Why isn't Google crawling my website's meta

5 reasons why your pages are not being indexed by Google

You have finally put your new website online and are excited about the visitors. But nobody comes - because your URLs appear after months still not in Google search results. In this article you will learn more about possible reasons and learn how to fix errors yourself. For a basic explanation of how Google Search works and how pages are crawled and indexed, watch the video below first.

A crawler - what is it?

Even the most beautiful web presence has to be indexed so that online readers can discover it. The prerequisite for this is that the Googlebot crawls it: One of Algorithm driven program finds your website and lists all links to be crawled. The Googlebot takes the information and sorts it in an index with regard to its relevance and possible target groups.

Your page is never directly indexed

It repeats this process at regular intervals, so your website is not crawled just once. So don't panic if it doesn't work right away - the googlebot takes time with the mass of web information that needs to be processed every day around the world. Due to a limited crawl budget, it often does not search the entire website, but only selected pages. You can find a clear statement about this in the Google Search Console Forum. However, if too many of your pages are being ignored, you should find the sources of the error.

Google does not crawl all of the pages on the web, and it does not index all of the pages it crawls.

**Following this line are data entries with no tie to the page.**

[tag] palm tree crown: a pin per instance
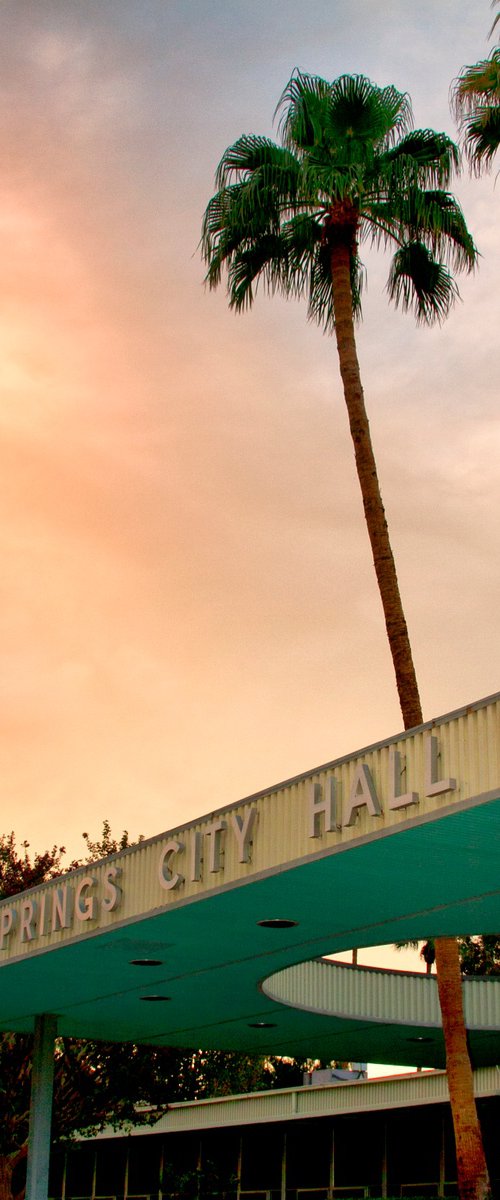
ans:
(349, 167)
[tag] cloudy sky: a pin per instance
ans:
(188, 611)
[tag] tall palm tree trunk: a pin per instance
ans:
(374, 513)
(471, 1167)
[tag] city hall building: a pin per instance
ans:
(214, 935)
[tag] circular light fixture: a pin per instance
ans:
(277, 923)
(145, 963)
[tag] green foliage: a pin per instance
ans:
(349, 168)
(98, 1084)
(107, 844)
(475, 99)
(18, 871)
(480, 955)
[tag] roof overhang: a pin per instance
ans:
(164, 943)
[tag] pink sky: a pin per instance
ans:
(188, 607)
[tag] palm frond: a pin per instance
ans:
(476, 84)
(432, 216)
(475, 99)
(302, 108)
(252, 154)
(420, 283)
(482, 138)
(361, 111)
(265, 262)
(423, 156)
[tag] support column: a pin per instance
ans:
(42, 1083)
(283, 1185)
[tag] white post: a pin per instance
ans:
(42, 1080)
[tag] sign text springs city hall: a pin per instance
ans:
(83, 900)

No indexing: first quick measures

On the one hand, Google supports you in the search for clues in the Search Console in the "crawling" area. In the report "Crawling error" you can find out if any errors have occurred in the last 90 days. They could have prevented the Googlebot from accessing some areas of your website. The category "URL error" indicates missing 301 redirects and pages not found (404 errors). The also gives you an additional overview "Site query" at Google. To do this, first enter your domain in the following format in the Google search mask:
site: exampledomain.de

Check which pages are affected

If you are asked whether you own this domain, you should first register the page in the Google Search Console. Log in with your login and choose on the start page "Add property". Here you enter the domain. You will receive information on how to confirm your ownership. The best thing to do is to download the given code and upload it to your website. If your site is already "known" to Googlebot, you will see it at this point your indexed urls. Does the number of pages roughly correspond to the number put online or are there major deviations? Check the following five points if there are any discrepancies.

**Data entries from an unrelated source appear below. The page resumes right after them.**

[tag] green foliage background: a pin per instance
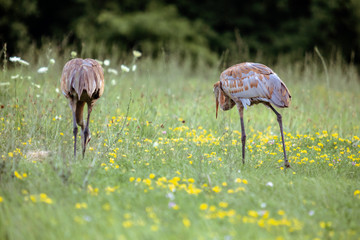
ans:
(203, 29)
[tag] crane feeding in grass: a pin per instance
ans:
(246, 84)
(82, 81)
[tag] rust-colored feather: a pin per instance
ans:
(251, 83)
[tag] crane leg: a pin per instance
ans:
(243, 135)
(75, 132)
(279, 119)
(87, 136)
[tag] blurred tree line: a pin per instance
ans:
(201, 28)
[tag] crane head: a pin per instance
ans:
(85, 139)
(217, 95)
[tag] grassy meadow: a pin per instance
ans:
(161, 166)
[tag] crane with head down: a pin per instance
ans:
(249, 83)
(82, 81)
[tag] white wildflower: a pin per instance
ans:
(99, 61)
(270, 184)
(106, 62)
(113, 71)
(36, 85)
(42, 70)
(125, 68)
(14, 59)
(137, 54)
(19, 60)
(4, 83)
(171, 196)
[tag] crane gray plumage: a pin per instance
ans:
(82, 81)
(246, 84)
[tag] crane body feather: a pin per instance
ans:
(249, 83)
(252, 83)
(82, 79)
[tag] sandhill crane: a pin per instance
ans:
(82, 81)
(246, 84)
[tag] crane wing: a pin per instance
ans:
(82, 74)
(253, 83)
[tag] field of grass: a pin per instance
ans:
(160, 166)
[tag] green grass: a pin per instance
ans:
(160, 166)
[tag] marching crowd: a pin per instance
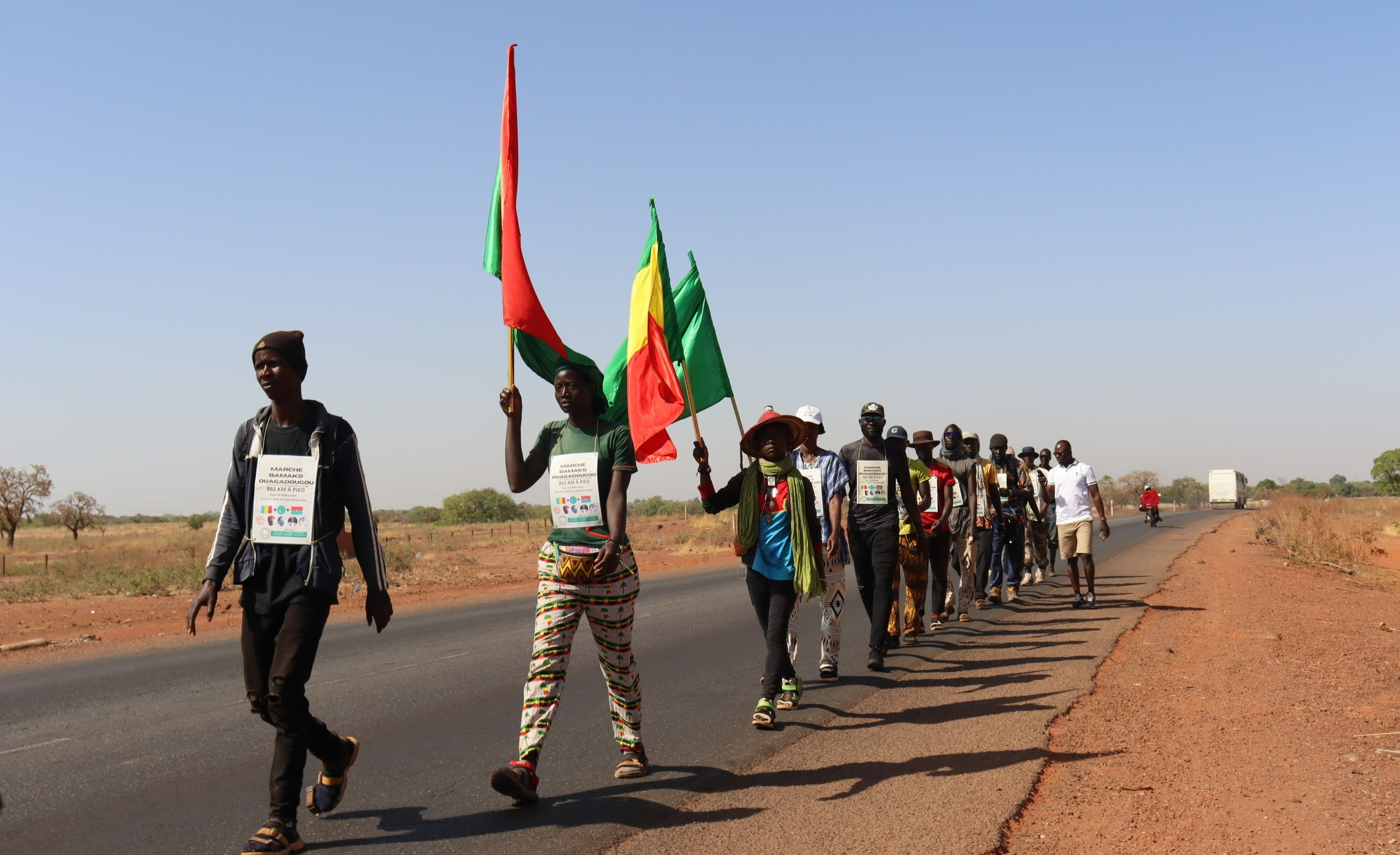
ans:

EXTRA: How to optimize your IT infrastructure in the home office

1. Non-existent XML sitemap

Web crawlers like the Googlebot scour the internet for new content and wander from page to page. At least one link should lead to your page, otherwise it will remain invisible to the bot. This is not a problem with good onpage optimization - every new page will be found at some point. However, to speed up the search process, you should create an XML sitemap for Google as an indexing aid.

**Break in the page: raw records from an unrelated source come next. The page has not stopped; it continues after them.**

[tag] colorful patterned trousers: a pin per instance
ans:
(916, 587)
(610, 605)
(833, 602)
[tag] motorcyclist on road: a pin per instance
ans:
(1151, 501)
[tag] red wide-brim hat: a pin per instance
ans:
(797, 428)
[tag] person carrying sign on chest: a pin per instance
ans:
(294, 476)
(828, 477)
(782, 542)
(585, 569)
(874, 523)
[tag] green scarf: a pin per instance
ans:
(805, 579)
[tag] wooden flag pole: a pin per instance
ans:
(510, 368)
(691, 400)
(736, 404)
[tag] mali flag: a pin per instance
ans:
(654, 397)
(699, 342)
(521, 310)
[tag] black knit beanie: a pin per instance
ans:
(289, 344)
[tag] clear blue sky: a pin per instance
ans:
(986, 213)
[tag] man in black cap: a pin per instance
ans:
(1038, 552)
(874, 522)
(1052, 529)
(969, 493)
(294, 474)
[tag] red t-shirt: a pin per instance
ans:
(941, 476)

This is XML and this is how you work with it:

XML sitemaps are standardized text filesthat contain the structure of your website in machine-readable form and that search engines can easily interpret. Not only do they convey the URLs to Google, but also the date and frequency of changes and the priority or hierarchy of the page content. Content management systems such as WordPress offer plugins and tools for creating a sitemap, but you can also create them manually. If your uncompressed sitemap is larger than 10 MB, you have to subdivide it into several smaller sitemaps and into one Sitemap index file Submit.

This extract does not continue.